5.2. Policy Implications
With the rate and scale of urbanization expected to drastically increase in the next 30 years, Chinese government officials face serious challenges in addressing the issue of air pollution. Through this paper, we propose several suggestions based on the empirical results:
Firstly, this study provides scientific validation for the presence of a strong spatial dependence in air quality at the city scale mainly because of the atmospheric flow. On the other hand, the pollutants are generated not only stationary sources (e.g., industry) but also non-stationary sources (e.g., vehicles). As such, we should take into full account spatial factors and policies must be directed at the source, increasing awareness of regional environmental systems. Air pollution prevention and control should be coordinated, with complementary measures undertaken across adjacent regions, especially in the urban agglomerations (e.g., Beijing-Tianjin-Hebei).
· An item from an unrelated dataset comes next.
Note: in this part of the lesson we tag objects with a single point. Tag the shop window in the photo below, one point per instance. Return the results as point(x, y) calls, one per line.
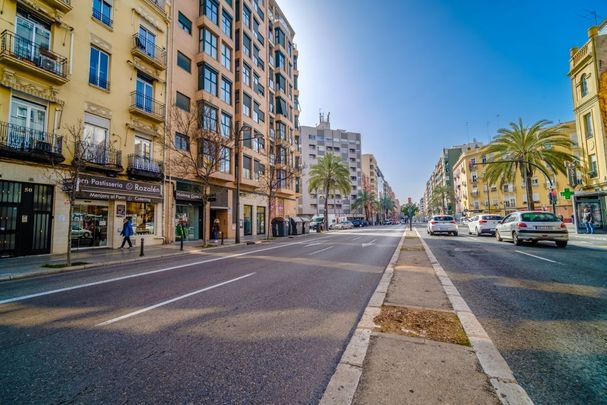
point(142, 215)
Secondly, because overall population density and total population play the most important roles in determining air quality, from the perspective of improving the country’s urban air quality, China must strictly control the scale of megacities and actively develop small and medium-sized cities. Automobile density and the proportion of secondary industry has significant impacts in relation to AQI values: thus, on the one hand, China must promote intelligent traffic management, increase the proportion of green public transport and reasonably controlling the vehicle population in order to reduce emissions from transport; on the other, more attention needs to be paid to accelerating the adjustment and transformation of the country’s industrial structure, accelerating the elimination of lagging productivity, and reducing dependence on coal.
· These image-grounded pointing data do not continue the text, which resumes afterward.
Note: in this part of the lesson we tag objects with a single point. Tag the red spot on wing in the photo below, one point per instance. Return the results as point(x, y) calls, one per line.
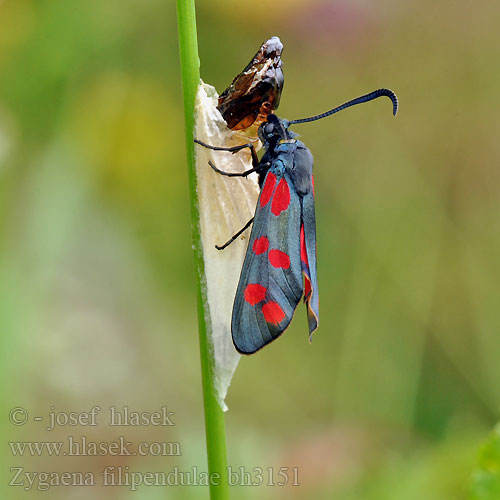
point(307, 287)
point(273, 313)
point(260, 245)
point(303, 251)
point(268, 189)
point(281, 198)
point(254, 293)
point(277, 258)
Thirdly, we should fully acknowledge the spatial dependence and heterogeneity present in the relation between various parameters of urbanization and air quality in different geographic areas in China. Regional inequality between Chinese cities in terms of both urbanization and economic development is very large [
76], and regionally specific policy analysis should be undertaken by local governments with respect to the various influence mechanisms exerted by urbanization on the atmospheric environment. The macroscopic environment policy of the central government should ultimately act to balance these regional differences on the basis of the understanding that “one size does not fit all”.